Comentário

Referendo abusivo

Natacha Amaro
Amanhã o povo irlandês volta a ser chamado a pronunciar-se sobre o tratado de Lisboa, por via de um referendo que a Constituição do país obriga. A resposta nesse referendo é uma oportunidade única para tentar travar esta ofensiva, já que mais nenhum povo europeu foi ouvido na ratificação deste tratado, e a sua importância está bem patente nas mais diversas e profundas pressões a que este povo tem estado sujeito.

História de um Não

A definição de referendo digna de dicionário – «direito que em certos países assiste aos cidadãos de se poderem pronunciar sobre certos assuntos de interesse nacional ou local; consulta ao povo e sua resposta por meio de votação sobre matéria constitucional ou legislativa de interesse nacional» – ganha na Irlanda contornos quase surreais. O bom exemplo que obriga institucionalmente a ouvir o povo perante uma alteração de fundo nas regras que regem o país, teve no caso irlandês um desenlace inacreditável. É que esta regra primordial de ouvir o povo só se aplica (ou aceita!) se o dito povo der a resposta que o capital quer ouvir.
Explicando melhor uma história que, mesmo repetida até à exaustão, continua a escapar à generalidade dos fazedores de opinião da nossa praça: o povo irlandês disse Não ao tratado de Lisboa em 12 de Junho de 2008, com uma resposta expressiva de 53,4 por cento.

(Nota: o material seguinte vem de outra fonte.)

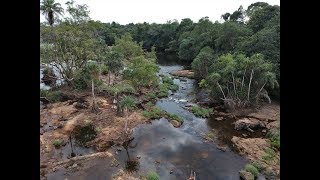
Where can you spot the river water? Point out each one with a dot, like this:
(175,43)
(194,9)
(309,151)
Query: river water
(174,152)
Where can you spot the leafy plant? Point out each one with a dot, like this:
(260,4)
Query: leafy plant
(200,112)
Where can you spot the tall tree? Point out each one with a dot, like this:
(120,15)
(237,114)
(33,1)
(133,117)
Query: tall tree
(51,9)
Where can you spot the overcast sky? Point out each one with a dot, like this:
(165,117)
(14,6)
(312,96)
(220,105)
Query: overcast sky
(160,11)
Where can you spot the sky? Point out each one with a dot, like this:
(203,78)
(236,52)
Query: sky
(160,11)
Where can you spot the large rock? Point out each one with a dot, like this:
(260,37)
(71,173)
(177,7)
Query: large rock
(253,148)
(175,123)
(184,73)
(248,124)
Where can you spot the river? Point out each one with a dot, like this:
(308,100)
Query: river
(174,152)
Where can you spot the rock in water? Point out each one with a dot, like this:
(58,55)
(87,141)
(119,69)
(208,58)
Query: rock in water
(248,124)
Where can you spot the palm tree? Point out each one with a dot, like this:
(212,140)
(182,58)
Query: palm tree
(50,9)
(127,103)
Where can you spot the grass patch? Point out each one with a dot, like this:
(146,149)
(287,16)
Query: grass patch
(200,112)
(252,169)
(57,143)
(152,176)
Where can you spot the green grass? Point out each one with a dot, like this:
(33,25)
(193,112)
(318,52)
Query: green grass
(201,112)
(58,143)
(253,170)
(153,176)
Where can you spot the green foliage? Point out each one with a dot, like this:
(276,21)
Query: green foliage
(163,90)
(253,170)
(154,113)
(57,143)
(83,78)
(257,165)
(153,176)
(151,96)
(167,79)
(200,65)
(52,96)
(246,174)
(127,47)
(142,72)
(127,102)
(203,83)
(201,112)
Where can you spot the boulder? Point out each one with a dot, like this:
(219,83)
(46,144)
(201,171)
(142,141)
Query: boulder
(248,124)
(253,148)
(175,123)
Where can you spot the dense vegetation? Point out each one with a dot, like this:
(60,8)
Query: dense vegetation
(238,59)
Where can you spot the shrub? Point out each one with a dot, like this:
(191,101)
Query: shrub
(167,80)
(200,112)
(104,69)
(153,113)
(153,176)
(253,170)
(246,175)
(163,90)
(151,96)
(52,96)
(58,143)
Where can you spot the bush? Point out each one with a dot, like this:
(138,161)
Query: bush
(151,96)
(163,90)
(153,176)
(253,170)
(167,80)
(200,112)
(52,96)
(246,175)
(104,69)
(173,87)
(58,143)
(274,136)
(153,113)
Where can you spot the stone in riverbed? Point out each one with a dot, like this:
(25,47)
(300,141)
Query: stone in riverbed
(248,124)
(219,118)
(175,123)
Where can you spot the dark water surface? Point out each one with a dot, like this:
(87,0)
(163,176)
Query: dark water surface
(173,152)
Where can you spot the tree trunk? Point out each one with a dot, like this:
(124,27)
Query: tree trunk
(250,85)
(234,86)
(94,105)
(109,77)
(261,89)
(126,112)
(221,90)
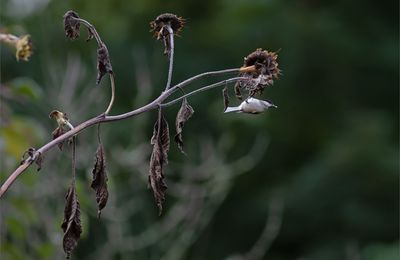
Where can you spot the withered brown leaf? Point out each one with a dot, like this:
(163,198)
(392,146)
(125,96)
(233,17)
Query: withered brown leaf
(38,161)
(226,97)
(30,155)
(184,113)
(72,223)
(103,62)
(159,157)
(71,26)
(99,182)
(56,133)
(238,93)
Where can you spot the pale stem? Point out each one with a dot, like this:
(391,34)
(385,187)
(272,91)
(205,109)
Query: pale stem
(171,56)
(221,83)
(91,28)
(104,118)
(112,94)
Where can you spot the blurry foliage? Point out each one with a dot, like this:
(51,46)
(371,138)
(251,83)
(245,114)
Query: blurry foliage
(332,151)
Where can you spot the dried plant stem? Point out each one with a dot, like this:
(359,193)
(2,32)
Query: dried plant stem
(91,28)
(171,56)
(221,83)
(105,118)
(112,79)
(73,159)
(8,38)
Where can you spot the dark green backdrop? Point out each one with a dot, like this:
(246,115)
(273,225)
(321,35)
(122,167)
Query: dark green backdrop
(324,164)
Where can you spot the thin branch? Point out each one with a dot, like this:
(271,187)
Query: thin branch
(205,74)
(91,28)
(170,55)
(74,159)
(8,38)
(221,83)
(112,79)
(104,119)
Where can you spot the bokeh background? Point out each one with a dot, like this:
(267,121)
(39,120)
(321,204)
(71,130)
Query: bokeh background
(317,178)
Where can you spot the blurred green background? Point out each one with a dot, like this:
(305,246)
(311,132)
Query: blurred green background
(317,178)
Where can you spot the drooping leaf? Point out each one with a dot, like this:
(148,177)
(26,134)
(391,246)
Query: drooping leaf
(238,93)
(103,62)
(226,97)
(56,133)
(90,35)
(159,158)
(39,160)
(30,155)
(184,113)
(99,182)
(72,223)
(71,26)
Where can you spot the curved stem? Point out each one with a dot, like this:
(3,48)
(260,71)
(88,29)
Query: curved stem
(221,83)
(112,94)
(8,38)
(91,28)
(170,56)
(73,159)
(105,118)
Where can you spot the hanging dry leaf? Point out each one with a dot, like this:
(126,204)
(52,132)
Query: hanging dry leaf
(56,133)
(38,161)
(99,182)
(159,157)
(184,113)
(103,62)
(72,223)
(226,97)
(238,93)
(71,26)
(30,155)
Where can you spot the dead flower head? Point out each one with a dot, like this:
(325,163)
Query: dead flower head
(161,26)
(261,68)
(158,25)
(71,25)
(24,48)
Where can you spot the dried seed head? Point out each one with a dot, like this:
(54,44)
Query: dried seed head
(103,62)
(162,26)
(71,26)
(175,22)
(24,48)
(60,117)
(261,68)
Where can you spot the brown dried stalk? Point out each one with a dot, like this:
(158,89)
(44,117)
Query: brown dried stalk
(102,118)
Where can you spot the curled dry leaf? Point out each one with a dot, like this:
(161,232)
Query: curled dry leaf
(226,97)
(238,93)
(159,157)
(90,35)
(71,25)
(72,223)
(38,161)
(30,155)
(184,113)
(56,133)
(99,182)
(103,62)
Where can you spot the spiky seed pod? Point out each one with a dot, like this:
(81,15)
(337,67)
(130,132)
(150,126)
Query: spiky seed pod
(175,22)
(261,68)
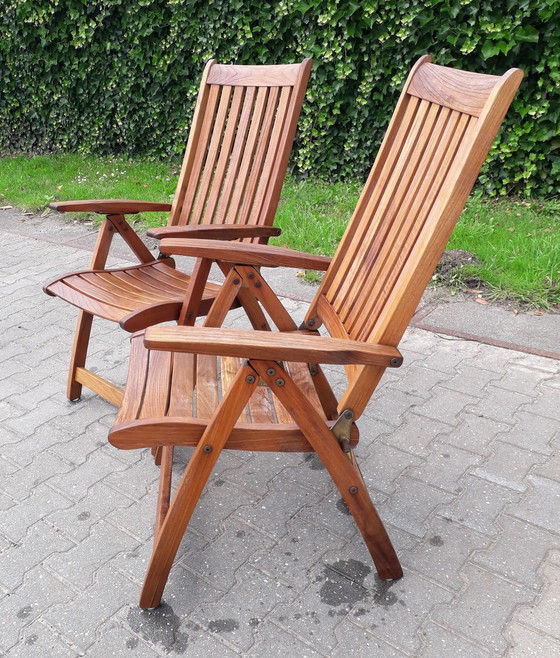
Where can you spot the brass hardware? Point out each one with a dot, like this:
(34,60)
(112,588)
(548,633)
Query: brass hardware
(343,428)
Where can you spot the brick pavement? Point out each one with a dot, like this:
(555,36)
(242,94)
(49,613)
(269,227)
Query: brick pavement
(459,450)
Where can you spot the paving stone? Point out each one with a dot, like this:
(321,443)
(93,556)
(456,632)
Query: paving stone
(443,552)
(474,433)
(541,505)
(444,467)
(219,560)
(471,380)
(79,564)
(528,643)
(24,605)
(77,482)
(499,404)
(439,642)
(508,466)
(390,406)
(543,615)
(44,467)
(288,561)
(410,507)
(416,434)
(518,552)
(481,611)
(38,641)
(384,465)
(237,616)
(445,405)
(275,642)
(273,511)
(41,502)
(79,619)
(479,505)
(531,432)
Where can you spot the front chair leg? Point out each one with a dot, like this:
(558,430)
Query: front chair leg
(79,353)
(342,468)
(192,483)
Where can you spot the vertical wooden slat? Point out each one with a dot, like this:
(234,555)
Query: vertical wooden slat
(246,213)
(222,215)
(224,157)
(210,163)
(190,184)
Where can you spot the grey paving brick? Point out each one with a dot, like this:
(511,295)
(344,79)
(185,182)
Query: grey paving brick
(237,616)
(544,614)
(79,564)
(531,432)
(15,521)
(416,434)
(499,404)
(444,467)
(528,643)
(24,605)
(275,642)
(288,561)
(508,466)
(474,433)
(439,642)
(38,641)
(541,504)
(273,511)
(79,619)
(444,551)
(410,507)
(518,552)
(77,482)
(479,506)
(480,612)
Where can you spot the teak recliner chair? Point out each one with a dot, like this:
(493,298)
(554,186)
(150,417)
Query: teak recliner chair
(214,388)
(229,186)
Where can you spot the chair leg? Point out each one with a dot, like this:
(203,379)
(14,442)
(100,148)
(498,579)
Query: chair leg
(79,353)
(192,483)
(342,468)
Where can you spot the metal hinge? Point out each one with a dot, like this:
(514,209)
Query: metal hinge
(343,428)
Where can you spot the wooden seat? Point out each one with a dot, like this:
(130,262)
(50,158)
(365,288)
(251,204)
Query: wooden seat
(234,166)
(215,388)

Como essa não era a resposta que os senhores da Europa pretendiam ouvir e depois de um ano de pressões e tentativas de resolver o problema criado com a resposta «errada», amanhã os irlandeses vão novamente pronunciar-se sobre a matéria, a ver se desta vez já soa melhor aos ouvidos dos autoproclamados líderes da Europa.
O povo irlandês decidiu, legitimamente, que não queria um tratado que impõe o aprofundamento do federalismo (iniciando a criação de um super-estado, com um Presidente do Conselho Europeu em vez das presidências rotativas ou um Alto Representante para os Negócios Estrangeiros e Política de Segurança que conduz a política externa e de segurança comum da União), do militarismo (ao prever que os estados-membros coloquem à disposição capacidades civis e militares de modo a contribuir para os objectivos definidos pelo Conselho, sempre em estreita articulação com os objectivos da NATO) e do neoliberalismo (dando à União competência exclusiva em domínios como o estabelecimento das regras de concorrência no mercado interno, a conservação dos recursos biológicos do mar, a política comercial comum ou a política monetária para os estados-membros cuja moeda seja o euro). Amanhã terá que decidir outra vez.

Pressões e democracia

Nos tempos que correm, em que tantas vezes se denunciam os ataques à liberdade e à democracia – prontamente rechaçados com um «lá estão eles, sempre com a mesma conversa...» –, esta situação da Irlanda é paradigmática. Como à primeira o povo mostrou que não há um só rumo para a Europa, sem que com isso venha mal ao mundo, avança-se para medidas mais drásticas. E este último ano foi pródigo nas mesmas. Depois de voltas e voltas a tentar desenterrar um tratado que democraticamente estaria sempre morto, porque foi legalmente rejeitado, eis que surge a ideia peregrina, apesar de não ser nova, de voltar a referendar o mesmo assunto e as mesmas pessoas. Se acrescentarmos à «história» deste referendo um Governo em apuros num dos países europeus mais atingidos pela recessão e a crise, então, é possível calcular o alcance das pressões, chantagens e fraudes impostas aos irlandeses. Temos empresas a fazer campanha pelo Sim (por vezes envolvendo comissários europeus!), Durão Barroso visitou o país e prometeu ajudas específicas para milhares de desempregados, o primeiro-ministro irlandês e o seu Governo fazem acções de campanha diárias, entre muitas outras formas de impor claramente (o sub-reptício não funcionou muito bem em 2008...) o único resultado que aceitam, o Sim.
Perante métodos tão baixos e meios tão desiguais, o povo resiste. As últimas sondagens indicam que a abstenção está a descer e que diferença entre o sim e o não diminui mantendo-se, no entanto, o sim em vantagem.
Daqui deste canto da Europa, onde nos foi negado dizer de nossa justiça sobre este mesmo tratado e o futuro de todos nós, envio uma saudação e uma mensagem de solidariedade com o povo irlandês que terá amanhã que enfrentar, pela segunda vez, a fúria inexorável dos caudilhos de uma construção europeia atentatória dos direitos do povo e da democracia.